Barong Filipino Week also included cultural events and exhibits, such as traditional dance performances, music concerts, and art displays. The event aimed to showcase the rich cultural heritage of the Philippines, including its diverse indigenous traditions and influences from Spanish, Chinese, and other cultures.
Critics of the event argued that the promotion of the Barong Tagalog was a distraction from the more pressing issues facing the country, such as poverty, corruption, and political instability. Some also saw it as an attempt by the Marcos regime to promote a manufactured sense of national unity and identity, rather than addressing the underlying social and economic disparities that divided the Filipino people.
Despite the criticisms, Barong Filipino Week became a springboard for a widespread acceptance of the Barong Tagalog making it an acceptable formal dress for men. This classical barong evolved over the years to become a symbol of Filipino identity as the national male dress of the Philippines. President Ferdinand E. Marcos succeeded to make the Barong a part of everyday life for the Filipino people, and it was elevated to new heights. The garment became a source of national pride and a symbol of the country’s rich cultural heritage.
Today, the barong has undergone further evolution with women also wearing the garment (Ladies Fit) and specific designs made for them. The barong has thus become a symbol of gender inclusivity and a celebration of diversity. It is clearly no longer just the Barong Tagalog seen by non-Tagalogs in old movies and national media but a contemporary dress worn by security personnel and bank tellers (in the short-sleeved version) but also celebrities, socialites, and high level politicians of the land in long-sleeved piña. The Barong Tagalog is now the Barong Filipino for every Juan and Maria.
Ginoong Pilipinas at GSK
The continued promotion of this Barong Filipino is the cultural advocacy of Ginoong Pilipinas. “As a segment in Ginoong Pilipinas, we’re using it with rationale – not just for the pageant itself but also in relation to my advocacy of promoting the use of weaves. We require the candidates to collaborate with their designers to create a modern formal wear that mixes traditional local materials with contemporary fabrics. This is our way of elevating the barong Tagalog into a barong Filipino,” says stylographer and a Ginoong Pilipinas executive producer Dexter Alazas.

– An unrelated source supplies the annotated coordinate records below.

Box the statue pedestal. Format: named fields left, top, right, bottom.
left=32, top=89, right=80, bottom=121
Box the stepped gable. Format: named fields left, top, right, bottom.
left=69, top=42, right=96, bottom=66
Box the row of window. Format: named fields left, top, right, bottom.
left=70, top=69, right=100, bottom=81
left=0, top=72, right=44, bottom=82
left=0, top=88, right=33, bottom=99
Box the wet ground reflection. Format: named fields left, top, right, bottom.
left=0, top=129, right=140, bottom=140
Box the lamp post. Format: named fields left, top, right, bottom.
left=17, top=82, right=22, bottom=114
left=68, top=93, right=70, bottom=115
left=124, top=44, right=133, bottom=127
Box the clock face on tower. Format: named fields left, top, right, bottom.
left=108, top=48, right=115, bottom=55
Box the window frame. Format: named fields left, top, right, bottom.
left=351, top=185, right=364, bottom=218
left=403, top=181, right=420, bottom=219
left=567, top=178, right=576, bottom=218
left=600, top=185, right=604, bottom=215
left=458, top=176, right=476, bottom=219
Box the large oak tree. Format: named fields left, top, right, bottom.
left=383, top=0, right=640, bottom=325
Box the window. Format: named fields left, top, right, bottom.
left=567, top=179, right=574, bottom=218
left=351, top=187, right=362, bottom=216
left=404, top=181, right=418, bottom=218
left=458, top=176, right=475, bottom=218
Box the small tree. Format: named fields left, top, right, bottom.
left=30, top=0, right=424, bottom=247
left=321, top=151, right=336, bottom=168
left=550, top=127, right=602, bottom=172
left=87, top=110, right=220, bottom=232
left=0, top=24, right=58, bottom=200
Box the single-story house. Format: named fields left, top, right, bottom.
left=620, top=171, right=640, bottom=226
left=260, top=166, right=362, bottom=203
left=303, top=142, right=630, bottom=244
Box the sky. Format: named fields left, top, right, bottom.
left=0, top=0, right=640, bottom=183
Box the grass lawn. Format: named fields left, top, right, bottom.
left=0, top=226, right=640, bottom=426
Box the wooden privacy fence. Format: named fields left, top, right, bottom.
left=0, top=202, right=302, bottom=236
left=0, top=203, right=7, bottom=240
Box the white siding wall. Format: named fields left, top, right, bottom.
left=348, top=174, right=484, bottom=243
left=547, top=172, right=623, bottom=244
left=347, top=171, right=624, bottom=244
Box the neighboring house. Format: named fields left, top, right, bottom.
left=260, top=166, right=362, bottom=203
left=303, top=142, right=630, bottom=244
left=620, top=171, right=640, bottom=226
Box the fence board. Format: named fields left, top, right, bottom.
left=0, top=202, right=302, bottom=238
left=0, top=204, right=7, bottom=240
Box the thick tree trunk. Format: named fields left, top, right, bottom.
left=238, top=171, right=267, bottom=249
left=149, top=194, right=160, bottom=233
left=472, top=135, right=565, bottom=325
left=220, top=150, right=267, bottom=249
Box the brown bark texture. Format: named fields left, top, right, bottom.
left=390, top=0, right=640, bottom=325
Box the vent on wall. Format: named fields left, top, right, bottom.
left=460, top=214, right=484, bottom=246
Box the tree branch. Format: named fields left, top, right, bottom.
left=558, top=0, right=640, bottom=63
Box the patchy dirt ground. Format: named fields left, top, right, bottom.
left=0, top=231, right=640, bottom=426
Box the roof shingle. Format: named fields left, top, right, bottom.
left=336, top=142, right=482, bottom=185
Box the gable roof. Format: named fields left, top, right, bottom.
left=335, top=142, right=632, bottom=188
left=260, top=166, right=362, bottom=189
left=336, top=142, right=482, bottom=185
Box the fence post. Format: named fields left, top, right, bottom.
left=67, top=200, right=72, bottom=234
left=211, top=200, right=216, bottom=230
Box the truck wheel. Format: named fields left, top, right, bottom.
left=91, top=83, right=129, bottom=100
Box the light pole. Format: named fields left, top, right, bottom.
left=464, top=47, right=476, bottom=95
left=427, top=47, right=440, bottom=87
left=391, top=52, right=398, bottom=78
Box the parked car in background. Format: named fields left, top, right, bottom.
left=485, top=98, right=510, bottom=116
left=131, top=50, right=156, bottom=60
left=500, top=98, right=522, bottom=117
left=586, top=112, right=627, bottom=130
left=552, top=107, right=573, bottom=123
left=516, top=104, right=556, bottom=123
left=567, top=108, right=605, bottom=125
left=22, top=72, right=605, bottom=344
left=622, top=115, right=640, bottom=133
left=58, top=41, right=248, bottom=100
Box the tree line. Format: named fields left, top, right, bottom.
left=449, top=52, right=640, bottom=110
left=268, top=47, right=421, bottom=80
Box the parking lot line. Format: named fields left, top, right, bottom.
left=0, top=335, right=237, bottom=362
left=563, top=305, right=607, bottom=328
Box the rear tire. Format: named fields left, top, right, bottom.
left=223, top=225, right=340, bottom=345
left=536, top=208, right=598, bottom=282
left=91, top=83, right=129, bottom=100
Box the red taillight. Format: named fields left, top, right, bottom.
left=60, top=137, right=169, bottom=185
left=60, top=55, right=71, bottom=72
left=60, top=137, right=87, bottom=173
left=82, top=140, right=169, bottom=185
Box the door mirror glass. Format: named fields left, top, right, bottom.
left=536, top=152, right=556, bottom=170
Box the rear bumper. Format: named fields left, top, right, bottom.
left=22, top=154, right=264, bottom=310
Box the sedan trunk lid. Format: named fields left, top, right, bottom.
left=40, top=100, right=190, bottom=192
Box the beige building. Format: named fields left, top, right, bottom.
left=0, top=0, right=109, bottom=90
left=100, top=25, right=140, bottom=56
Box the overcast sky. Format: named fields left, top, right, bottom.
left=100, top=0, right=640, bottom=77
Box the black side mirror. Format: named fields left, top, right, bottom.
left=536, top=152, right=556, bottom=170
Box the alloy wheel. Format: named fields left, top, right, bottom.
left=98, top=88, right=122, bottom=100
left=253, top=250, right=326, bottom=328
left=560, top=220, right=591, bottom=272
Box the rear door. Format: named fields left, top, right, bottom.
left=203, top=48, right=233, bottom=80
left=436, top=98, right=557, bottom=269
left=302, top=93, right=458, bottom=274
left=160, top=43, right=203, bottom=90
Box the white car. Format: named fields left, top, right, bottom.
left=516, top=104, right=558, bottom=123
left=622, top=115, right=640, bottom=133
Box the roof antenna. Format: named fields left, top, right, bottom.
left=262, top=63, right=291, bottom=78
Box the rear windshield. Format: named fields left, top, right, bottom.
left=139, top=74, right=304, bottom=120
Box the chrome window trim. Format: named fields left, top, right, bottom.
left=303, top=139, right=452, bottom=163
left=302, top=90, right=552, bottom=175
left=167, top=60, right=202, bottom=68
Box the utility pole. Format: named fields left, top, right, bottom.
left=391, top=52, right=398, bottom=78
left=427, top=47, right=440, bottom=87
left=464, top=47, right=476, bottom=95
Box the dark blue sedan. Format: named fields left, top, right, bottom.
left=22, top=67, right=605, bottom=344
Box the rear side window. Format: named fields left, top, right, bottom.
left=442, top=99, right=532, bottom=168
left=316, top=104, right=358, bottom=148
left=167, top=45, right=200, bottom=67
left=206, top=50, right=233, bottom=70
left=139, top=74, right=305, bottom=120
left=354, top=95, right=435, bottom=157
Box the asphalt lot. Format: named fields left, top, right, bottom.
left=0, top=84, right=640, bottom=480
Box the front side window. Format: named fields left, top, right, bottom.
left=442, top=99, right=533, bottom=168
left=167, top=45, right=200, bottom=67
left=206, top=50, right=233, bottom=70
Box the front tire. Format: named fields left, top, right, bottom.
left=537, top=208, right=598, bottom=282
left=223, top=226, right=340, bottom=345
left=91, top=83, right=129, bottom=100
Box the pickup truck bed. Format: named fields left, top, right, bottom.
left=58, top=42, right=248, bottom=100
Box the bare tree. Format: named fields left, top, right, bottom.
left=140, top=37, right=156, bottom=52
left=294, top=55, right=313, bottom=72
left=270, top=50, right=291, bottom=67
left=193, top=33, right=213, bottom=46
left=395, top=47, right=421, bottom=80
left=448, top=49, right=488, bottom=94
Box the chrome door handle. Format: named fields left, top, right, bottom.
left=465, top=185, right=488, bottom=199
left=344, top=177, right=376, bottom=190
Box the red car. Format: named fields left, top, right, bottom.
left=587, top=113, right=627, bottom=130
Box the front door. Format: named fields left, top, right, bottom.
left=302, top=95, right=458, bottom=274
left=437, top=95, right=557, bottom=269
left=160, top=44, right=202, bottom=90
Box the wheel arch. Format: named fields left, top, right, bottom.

Ginoong Pilipinas, the country’s most prestigious personality pageant for men, has made the Barong Filipino its cultural advocacy, showcasing the garment’s evolution and celebration of diversity. The pageant’s special presentation of the Barong Filipino at Casa Gorordo Museum on May 12 will feature participating fashion designers’ interpretations of the garment, mixing traditional local materials with fabric blends like polycotton.
Alazas is a proponent of the more inclusive Barong Filipino using Cebu’s hablon weaving process centered in Argao, Cebu. This process creates unique and contemporary designs based on those of the traditional barong. The stylographer has played an essential role in the branding of the Barong Filipino. As an advocate for the use of weaves, Alazas has incorporated the local creatives like handpainting wirh Cebu’s hablon weaving process into his designs, creating unique and contemporary interpretations of the iconic garment.
The special presentation of the Barong Filipino worn by the candidates of Ginoong Pilipinas at Casa Gorordo Museum will be exciting for both purists and avant-garde fashion enthusiasts alike.